When there are no more ambiguous entries (i.e. no words with part-of-speech code ? and no words separated by the ^ symbol), you can generate the syntax tier by typing:
grasp -p mor -g syn -o 123.09.syn.cex 123.09.pst.cex
where the -p mor switch specifies the tier with part-of-speech information to read in, the -g syn switch specifies the name of the syntax tier to be created, and the -o 123.09.syn.cex switch specifies the name of the file which will be created.
The GRASP program sometimes splits lines up, which gives other programs problems when trying to read the file. To correct this, type:
fixlines 123.09.syn.cex
Flag incorrectly coded utterances in the newly created syntax-coded transcript by typing:
flag -g %syn: -f 123.09.syn.cex > 123.09.flags.cex
where -g %syn: specifies the name of the syntax tier and -f 123.09.syn.cex specifies the file to be read in. The last part, > 123.09.flags.cex, redirects the output to a file called 123.09.flags.cex, instead of the default output, which is simply to the screen.
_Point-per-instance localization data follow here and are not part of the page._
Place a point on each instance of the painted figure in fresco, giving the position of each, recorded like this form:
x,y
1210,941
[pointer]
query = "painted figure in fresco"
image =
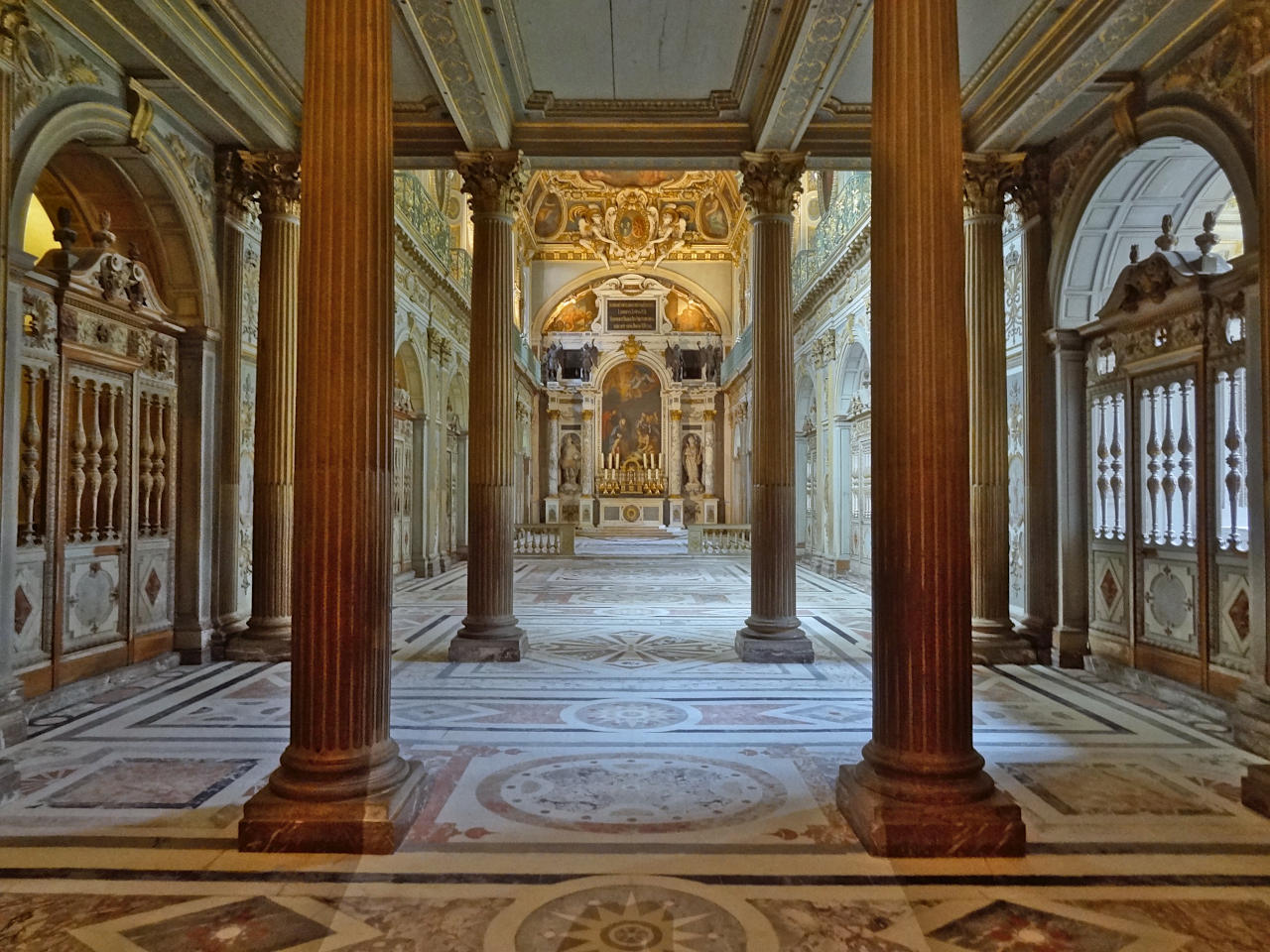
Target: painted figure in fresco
x,y
571,462
693,462
675,362
648,434
617,438
594,235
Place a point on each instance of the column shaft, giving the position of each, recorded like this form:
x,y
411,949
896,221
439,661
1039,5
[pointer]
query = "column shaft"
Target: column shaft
x,y
494,181
1252,715
275,178
1072,631
341,784
1040,507
772,633
921,788
993,636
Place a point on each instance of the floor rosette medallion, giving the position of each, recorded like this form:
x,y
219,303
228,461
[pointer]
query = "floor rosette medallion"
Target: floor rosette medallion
x,y
636,914
631,793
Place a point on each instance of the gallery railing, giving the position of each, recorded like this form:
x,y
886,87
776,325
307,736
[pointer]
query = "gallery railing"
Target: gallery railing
x,y
544,538
848,208
717,539
421,216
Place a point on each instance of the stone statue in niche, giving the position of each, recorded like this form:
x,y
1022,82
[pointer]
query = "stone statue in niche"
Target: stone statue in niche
x,y
552,363
675,362
589,361
571,462
693,462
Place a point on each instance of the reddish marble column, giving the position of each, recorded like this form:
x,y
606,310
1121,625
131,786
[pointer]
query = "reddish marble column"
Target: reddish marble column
x,y
993,638
273,178
494,181
921,788
770,182
341,784
1252,714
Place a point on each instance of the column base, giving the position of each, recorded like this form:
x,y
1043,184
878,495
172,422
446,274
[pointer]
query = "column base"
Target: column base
x,y
372,824
1251,717
789,647
261,643
1070,647
898,828
502,642
1256,788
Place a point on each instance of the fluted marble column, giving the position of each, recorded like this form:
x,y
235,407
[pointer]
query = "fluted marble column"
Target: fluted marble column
x,y
493,181
1252,715
1071,635
987,177
341,784
707,451
921,788
273,178
770,182
1040,507
553,452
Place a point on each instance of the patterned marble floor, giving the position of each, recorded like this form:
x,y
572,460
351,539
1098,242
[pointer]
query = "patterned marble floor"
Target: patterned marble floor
x,y
629,787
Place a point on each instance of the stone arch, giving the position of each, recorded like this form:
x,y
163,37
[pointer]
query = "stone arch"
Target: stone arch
x,y
408,370
853,375
1229,149
579,284
158,181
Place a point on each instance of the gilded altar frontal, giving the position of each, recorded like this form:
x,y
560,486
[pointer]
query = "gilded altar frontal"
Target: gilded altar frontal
x,y
634,476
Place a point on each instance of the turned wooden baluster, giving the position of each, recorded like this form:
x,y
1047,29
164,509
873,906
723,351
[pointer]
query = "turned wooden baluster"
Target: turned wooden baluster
x,y
31,445
79,439
160,463
109,463
145,466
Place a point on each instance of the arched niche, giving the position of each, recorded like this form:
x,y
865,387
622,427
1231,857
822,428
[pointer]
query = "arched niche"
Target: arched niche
x,y
853,380
580,286
408,375
1091,240
80,158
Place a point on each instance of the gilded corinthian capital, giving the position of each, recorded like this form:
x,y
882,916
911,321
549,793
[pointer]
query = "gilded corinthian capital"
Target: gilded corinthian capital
x,y
273,178
771,181
988,177
493,179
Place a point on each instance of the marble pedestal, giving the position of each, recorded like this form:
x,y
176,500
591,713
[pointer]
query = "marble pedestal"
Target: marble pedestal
x,y
894,828
376,823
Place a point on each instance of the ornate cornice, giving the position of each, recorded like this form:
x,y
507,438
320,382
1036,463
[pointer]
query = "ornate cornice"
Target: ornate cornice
x,y
273,179
771,181
493,179
988,177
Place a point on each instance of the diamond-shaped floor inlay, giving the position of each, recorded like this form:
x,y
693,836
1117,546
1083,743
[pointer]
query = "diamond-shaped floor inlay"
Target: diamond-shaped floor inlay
x,y
230,924
1029,923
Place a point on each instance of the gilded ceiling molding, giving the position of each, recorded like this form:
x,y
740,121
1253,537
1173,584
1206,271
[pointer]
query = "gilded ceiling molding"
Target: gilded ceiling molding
x,y
987,179
816,41
273,179
494,180
456,45
771,181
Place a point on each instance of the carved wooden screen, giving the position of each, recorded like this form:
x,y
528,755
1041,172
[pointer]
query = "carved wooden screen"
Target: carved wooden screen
x,y
94,572
1167,416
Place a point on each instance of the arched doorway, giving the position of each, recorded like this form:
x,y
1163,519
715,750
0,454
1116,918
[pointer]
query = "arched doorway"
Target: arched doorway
x,y
108,358
1155,281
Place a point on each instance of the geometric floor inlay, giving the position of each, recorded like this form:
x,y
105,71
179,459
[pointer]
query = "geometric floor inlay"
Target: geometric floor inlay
x,y
629,785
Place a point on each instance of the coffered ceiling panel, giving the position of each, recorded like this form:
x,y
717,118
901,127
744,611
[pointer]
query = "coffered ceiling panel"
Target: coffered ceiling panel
x,y
631,49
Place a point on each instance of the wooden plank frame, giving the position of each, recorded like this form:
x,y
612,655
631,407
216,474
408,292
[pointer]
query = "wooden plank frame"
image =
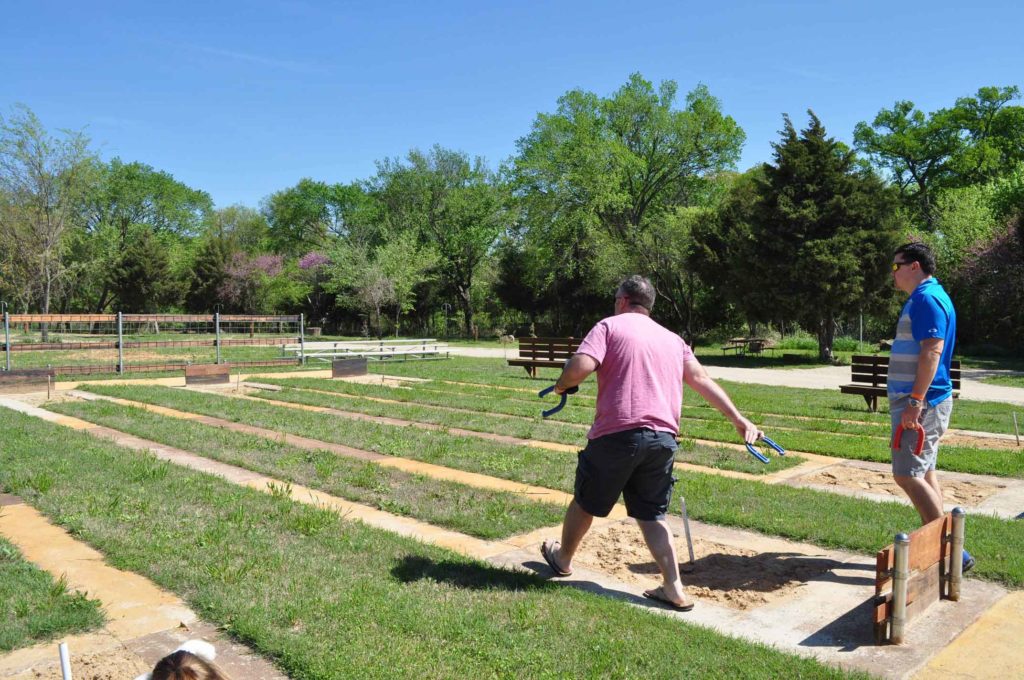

Open the newly created .flags.cex file in the VI editor. Search for flags (denoted by ==== flag description ====) and correct the corresponding utterances. You can easily count the number of remaining flags in VI by typing the key combination mct and you can find the next flag by hitting == (and thereafter you can hit n to find the next flag).
Use the Section on Common Problems as a guide to correcting the flagged morphology and syntax tiers.
Also, the Section on Flag Names explains what each flag rule name means and what you should look for if it comes up.
See also
After you have run the flagger and corrected all of the flagged utterances, place the completed syntax-coded transcript in the SVN repository. First, copy it to the appropriate directory by typing:
cp 123.09.flags.cex $CLAN/unix/ldp/morphosyntax/proj_(2|3)/final/syntax/chat/##H/123.09.syn.cex
where proj_(2|3) specifies the project number (e.g. proj_2) and ##H is the visit session number (e.g. 09H). Notice that the target has the .syn.cex file ending. We want all transcripts committed to the SVN repository to end with .syn.cex and NOT .flags.cex.
Now navigate to the directory that you moved the transcript to and commit the file to the svn repository by typing:
svn add 123.09.syn.cex
svn commit -m'Brief message about what you are committing'